Moreover, the SEC ought to clarify its stance on secondary-market trading. Encouragingly, the agency now acknowledges that digital assets are not investment contracts “in perpetuity” solely because they were once “subject to” investment contracts. However, the agency also asserts that digital assets remain “subject to” investment contracts traded on secondary markets (such as exchanges) as long as buyers “reasonably expect” issuers’ “representations and promises to remain connected” to the asset. The SEC provides little insight on how to evaluate those reasonable expectations, offering only two “non-exclusive” examples of when an investment contract “separates” from a digital asset. Additionally, it does not address whether a secondary-market buyer must have a contractual relationship with the token issuer, leaving it ambiguous whether the SEC has genuinely moved away from the Gensler-era perspective that investment contracts “travel with” or are “embodied” by crypto tokens.
Rather than conveying such mixed messages, the SEC should implement substantial limitations on the application of securities laws to secondary-market transactions by adopting Judge Analisa Torres’s approach in Ripple. Judge Torres recognized that it is unreasonable to infer an investment contract in the context of “blind bid-ask” transactions — that is, transactions where the parties do not know each other’s identities (as is typical in secondary-market trading). Given that buyers are unaware whether their funds are directed to a token’s issuer or an unknown third party, they cannot reasonably expect that the seller will utilize the buyers’ money to generate and deliver profits. The SEC should explicitly endorse Judge Torres’s analysis.

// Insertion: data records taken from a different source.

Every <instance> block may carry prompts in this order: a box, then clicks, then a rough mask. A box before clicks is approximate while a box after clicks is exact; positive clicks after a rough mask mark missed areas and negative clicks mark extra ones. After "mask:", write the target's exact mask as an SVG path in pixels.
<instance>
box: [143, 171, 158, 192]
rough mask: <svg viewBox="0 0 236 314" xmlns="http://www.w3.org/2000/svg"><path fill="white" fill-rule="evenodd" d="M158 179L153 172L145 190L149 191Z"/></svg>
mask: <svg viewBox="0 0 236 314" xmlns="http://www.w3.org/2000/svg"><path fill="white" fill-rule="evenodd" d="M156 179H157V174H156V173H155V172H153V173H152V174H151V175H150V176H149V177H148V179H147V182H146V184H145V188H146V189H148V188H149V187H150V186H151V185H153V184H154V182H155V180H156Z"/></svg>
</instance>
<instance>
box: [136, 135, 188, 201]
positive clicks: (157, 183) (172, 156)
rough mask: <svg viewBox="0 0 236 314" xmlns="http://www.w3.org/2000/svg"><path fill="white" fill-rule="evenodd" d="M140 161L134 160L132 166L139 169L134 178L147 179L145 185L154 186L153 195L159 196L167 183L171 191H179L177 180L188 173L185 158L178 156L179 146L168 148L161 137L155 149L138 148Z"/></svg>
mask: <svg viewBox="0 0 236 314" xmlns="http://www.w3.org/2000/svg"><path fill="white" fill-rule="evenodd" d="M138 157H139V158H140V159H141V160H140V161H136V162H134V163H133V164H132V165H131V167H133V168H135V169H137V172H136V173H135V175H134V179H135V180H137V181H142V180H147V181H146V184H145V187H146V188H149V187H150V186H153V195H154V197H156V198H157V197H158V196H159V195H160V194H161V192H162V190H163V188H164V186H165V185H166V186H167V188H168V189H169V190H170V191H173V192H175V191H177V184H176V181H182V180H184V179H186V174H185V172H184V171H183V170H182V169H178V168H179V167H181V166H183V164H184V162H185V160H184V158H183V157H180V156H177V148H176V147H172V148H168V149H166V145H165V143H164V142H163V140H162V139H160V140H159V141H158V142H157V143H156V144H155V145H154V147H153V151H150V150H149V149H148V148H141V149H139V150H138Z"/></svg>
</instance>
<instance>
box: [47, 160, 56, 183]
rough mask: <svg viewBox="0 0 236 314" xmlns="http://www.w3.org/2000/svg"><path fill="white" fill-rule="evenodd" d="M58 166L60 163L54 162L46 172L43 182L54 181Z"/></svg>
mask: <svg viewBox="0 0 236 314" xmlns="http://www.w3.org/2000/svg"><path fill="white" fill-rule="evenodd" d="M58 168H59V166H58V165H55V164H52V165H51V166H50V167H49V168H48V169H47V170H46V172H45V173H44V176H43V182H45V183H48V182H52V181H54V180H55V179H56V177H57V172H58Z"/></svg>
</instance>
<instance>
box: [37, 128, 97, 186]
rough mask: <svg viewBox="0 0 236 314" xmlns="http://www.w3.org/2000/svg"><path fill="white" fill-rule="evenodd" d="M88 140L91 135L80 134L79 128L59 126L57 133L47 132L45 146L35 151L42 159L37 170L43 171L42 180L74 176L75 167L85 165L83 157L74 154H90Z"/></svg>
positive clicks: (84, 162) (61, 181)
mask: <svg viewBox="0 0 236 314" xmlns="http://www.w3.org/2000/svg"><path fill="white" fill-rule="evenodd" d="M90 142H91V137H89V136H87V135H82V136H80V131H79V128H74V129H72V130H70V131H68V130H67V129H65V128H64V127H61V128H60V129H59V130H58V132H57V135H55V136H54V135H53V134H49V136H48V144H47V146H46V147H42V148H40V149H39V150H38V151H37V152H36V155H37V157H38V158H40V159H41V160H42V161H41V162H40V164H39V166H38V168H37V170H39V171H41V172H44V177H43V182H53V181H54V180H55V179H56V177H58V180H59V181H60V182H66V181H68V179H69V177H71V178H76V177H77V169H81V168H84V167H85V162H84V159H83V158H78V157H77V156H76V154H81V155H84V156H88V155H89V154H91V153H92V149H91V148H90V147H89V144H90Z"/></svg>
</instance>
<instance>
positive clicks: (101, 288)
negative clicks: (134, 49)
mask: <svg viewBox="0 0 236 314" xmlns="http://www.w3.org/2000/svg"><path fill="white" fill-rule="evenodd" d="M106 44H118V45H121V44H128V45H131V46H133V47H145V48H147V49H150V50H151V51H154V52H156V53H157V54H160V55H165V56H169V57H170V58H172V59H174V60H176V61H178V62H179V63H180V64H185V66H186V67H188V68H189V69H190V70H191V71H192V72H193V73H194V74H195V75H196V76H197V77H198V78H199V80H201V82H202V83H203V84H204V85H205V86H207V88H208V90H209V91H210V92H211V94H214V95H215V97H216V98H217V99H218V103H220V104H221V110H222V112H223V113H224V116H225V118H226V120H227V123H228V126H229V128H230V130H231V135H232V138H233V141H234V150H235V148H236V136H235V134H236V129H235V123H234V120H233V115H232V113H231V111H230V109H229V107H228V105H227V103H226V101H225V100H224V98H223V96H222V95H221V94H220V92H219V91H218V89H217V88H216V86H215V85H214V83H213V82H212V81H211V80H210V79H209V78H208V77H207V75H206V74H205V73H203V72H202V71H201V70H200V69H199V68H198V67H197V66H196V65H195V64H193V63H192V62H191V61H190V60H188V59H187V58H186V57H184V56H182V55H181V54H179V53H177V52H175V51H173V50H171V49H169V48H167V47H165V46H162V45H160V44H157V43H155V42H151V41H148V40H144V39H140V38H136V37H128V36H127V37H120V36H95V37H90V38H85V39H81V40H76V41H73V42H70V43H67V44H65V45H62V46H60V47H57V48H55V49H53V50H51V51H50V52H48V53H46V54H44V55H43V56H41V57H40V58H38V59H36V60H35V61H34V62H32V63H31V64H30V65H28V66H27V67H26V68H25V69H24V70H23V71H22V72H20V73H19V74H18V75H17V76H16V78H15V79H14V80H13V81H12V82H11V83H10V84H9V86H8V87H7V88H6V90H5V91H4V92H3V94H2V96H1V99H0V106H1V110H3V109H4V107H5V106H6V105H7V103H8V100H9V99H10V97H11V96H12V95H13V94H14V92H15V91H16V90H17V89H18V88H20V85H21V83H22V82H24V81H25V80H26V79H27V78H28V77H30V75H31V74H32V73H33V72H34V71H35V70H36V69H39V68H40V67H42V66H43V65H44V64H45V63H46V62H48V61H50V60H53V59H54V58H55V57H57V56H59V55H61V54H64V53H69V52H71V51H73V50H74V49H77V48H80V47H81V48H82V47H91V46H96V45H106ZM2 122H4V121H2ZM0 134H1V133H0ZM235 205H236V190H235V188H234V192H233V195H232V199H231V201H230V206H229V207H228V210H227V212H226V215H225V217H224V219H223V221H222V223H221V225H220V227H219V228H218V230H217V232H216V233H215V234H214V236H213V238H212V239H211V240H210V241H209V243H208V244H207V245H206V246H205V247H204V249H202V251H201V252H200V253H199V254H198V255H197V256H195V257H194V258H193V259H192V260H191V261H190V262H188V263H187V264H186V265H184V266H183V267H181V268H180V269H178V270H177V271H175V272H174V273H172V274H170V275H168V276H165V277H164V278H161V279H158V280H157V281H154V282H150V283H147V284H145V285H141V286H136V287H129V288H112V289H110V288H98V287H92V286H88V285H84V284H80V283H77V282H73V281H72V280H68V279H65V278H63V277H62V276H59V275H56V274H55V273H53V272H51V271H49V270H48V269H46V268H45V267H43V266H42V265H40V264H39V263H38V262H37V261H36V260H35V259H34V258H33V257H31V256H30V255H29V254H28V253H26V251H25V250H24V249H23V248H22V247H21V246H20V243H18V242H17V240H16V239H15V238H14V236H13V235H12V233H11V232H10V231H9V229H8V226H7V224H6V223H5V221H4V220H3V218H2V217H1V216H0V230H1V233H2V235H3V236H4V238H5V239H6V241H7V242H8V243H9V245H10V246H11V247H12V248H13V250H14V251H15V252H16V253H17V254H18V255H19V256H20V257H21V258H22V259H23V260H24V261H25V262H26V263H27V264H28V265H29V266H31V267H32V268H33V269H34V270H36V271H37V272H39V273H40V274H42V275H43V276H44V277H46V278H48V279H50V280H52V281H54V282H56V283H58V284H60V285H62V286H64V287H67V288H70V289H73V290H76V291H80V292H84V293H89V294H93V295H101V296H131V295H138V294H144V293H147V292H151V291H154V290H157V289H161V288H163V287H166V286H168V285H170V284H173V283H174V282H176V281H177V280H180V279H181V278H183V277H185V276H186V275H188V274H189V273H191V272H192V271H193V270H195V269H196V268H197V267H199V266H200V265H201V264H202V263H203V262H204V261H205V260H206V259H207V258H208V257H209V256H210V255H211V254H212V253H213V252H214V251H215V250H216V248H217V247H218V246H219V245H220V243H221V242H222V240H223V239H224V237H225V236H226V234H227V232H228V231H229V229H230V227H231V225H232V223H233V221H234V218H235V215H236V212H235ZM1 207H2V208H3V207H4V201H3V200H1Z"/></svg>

These matters are not merely academic concerns. The current SEC might not interpret or enforce its new guidance in a manner that jeopardizes the viability of the crypto sector within the United States. However, by failing to unequivocally reject the excesses of the Gensler administration, the SEC’s revised guidance leaves the industry vulnerable to a future SEC that could exploit ambiguities in the current guidance to resume regulation by enforcement. Private plaintiffs could attempt to do likewise in lawsuits against key industry players (such as leading exchanges). In the meantime, the SEC’s interpretations could distort the baseline of securities law during discussions regarding market-structure litigation.

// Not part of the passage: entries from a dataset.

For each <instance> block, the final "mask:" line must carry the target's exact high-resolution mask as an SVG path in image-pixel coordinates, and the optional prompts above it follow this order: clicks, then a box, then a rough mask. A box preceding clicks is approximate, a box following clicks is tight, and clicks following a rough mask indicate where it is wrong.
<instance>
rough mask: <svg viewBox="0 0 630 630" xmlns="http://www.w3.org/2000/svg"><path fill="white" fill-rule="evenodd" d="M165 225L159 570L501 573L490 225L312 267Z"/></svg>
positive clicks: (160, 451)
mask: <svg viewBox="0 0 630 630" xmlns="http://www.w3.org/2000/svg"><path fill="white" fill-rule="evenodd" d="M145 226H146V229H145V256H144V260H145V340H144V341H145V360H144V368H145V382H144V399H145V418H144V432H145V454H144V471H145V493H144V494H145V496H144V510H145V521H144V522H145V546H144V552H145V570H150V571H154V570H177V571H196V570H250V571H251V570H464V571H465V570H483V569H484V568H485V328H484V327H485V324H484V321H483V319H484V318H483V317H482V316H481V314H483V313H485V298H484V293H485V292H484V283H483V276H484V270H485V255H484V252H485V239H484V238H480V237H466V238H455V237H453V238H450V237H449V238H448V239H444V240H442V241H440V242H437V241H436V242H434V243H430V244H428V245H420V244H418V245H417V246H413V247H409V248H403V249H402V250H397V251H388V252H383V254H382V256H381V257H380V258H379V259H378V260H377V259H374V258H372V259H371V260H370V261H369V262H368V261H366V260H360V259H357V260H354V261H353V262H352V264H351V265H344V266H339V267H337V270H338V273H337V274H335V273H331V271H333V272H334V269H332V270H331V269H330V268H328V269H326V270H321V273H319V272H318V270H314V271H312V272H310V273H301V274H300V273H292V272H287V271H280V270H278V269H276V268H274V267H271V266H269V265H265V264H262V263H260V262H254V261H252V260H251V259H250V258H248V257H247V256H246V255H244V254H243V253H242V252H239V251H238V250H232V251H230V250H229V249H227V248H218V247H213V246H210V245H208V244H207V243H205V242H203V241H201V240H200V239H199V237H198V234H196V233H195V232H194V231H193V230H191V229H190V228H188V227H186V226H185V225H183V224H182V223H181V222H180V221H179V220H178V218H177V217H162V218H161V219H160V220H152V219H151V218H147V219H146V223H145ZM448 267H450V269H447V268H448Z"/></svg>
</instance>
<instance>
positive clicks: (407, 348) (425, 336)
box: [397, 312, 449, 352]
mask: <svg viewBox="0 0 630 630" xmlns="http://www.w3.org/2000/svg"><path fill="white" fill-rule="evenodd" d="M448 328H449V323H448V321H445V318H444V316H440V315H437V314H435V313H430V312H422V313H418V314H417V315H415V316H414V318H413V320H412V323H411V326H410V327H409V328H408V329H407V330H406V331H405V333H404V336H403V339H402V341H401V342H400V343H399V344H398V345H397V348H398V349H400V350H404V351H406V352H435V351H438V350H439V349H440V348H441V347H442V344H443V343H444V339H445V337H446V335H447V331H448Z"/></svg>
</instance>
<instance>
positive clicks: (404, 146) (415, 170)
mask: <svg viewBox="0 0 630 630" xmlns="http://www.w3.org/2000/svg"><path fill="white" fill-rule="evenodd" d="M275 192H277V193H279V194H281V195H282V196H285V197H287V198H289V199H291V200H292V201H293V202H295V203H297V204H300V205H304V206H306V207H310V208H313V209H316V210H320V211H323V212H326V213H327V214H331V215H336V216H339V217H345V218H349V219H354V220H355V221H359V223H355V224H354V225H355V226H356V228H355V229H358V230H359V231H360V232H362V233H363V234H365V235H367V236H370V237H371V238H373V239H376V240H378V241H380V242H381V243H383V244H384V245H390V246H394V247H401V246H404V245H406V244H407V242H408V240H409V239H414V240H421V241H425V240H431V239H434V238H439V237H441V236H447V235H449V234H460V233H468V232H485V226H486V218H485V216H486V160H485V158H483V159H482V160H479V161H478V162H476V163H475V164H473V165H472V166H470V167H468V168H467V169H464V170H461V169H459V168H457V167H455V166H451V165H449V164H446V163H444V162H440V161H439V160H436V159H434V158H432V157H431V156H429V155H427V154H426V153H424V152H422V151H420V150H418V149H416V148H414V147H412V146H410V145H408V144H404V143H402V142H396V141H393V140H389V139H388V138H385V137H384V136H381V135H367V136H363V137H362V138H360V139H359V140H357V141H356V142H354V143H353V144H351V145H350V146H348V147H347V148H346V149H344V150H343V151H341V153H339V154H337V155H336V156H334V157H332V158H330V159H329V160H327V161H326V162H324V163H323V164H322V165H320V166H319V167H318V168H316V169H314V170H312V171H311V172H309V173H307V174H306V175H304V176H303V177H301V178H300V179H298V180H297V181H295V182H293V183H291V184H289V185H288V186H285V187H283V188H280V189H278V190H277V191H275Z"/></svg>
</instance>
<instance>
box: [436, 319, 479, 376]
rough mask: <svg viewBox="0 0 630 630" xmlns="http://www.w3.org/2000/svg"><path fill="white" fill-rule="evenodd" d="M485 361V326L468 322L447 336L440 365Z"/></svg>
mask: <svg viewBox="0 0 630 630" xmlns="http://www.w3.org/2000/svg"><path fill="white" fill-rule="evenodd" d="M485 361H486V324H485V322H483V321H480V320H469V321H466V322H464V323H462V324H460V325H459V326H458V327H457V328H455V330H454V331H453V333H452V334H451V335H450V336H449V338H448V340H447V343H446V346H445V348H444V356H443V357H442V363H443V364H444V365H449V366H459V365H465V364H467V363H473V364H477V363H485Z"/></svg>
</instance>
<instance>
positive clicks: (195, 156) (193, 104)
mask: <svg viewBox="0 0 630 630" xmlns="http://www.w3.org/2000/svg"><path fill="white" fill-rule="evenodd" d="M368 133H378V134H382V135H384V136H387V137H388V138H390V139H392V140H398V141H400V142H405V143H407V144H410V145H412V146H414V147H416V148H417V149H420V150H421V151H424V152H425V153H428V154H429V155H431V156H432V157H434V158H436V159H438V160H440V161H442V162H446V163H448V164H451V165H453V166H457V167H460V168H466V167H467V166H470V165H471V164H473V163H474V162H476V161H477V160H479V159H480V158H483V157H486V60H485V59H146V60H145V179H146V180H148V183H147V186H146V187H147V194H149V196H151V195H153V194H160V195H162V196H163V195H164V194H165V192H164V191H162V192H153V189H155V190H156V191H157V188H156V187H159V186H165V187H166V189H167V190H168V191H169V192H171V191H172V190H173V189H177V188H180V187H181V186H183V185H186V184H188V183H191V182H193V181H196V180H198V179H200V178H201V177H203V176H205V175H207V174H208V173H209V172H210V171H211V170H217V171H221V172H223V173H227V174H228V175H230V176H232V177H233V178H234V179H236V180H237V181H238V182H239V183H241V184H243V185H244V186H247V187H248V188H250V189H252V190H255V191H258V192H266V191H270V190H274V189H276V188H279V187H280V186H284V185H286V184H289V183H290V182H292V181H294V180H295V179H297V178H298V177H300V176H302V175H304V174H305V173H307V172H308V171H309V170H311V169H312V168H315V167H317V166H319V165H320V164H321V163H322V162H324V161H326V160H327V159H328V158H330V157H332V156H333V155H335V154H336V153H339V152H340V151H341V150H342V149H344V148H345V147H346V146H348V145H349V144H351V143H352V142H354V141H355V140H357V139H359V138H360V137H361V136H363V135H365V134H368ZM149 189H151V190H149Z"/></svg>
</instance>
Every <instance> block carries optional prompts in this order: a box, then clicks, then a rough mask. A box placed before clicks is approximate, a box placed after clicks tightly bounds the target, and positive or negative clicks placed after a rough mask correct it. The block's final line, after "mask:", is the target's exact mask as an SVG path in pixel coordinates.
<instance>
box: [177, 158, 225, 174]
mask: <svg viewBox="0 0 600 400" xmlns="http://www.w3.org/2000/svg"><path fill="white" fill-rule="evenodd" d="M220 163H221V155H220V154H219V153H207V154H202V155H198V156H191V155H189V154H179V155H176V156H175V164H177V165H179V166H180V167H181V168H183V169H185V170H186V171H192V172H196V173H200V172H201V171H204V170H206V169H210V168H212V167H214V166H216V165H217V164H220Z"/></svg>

The SEC has invited feedback on its guidance, and the industry should respond. The SEC deserves acknowledgment for its improvements. However, the industry should not hesitate to point out the persistent flaws and uncertainties in the agency’s approach and advocate for clear, meaningful, and lasting constraints to ensure regulatory clarity and stability. Simply refreshing the legal framework of the previous enforcement initiative is insufficient.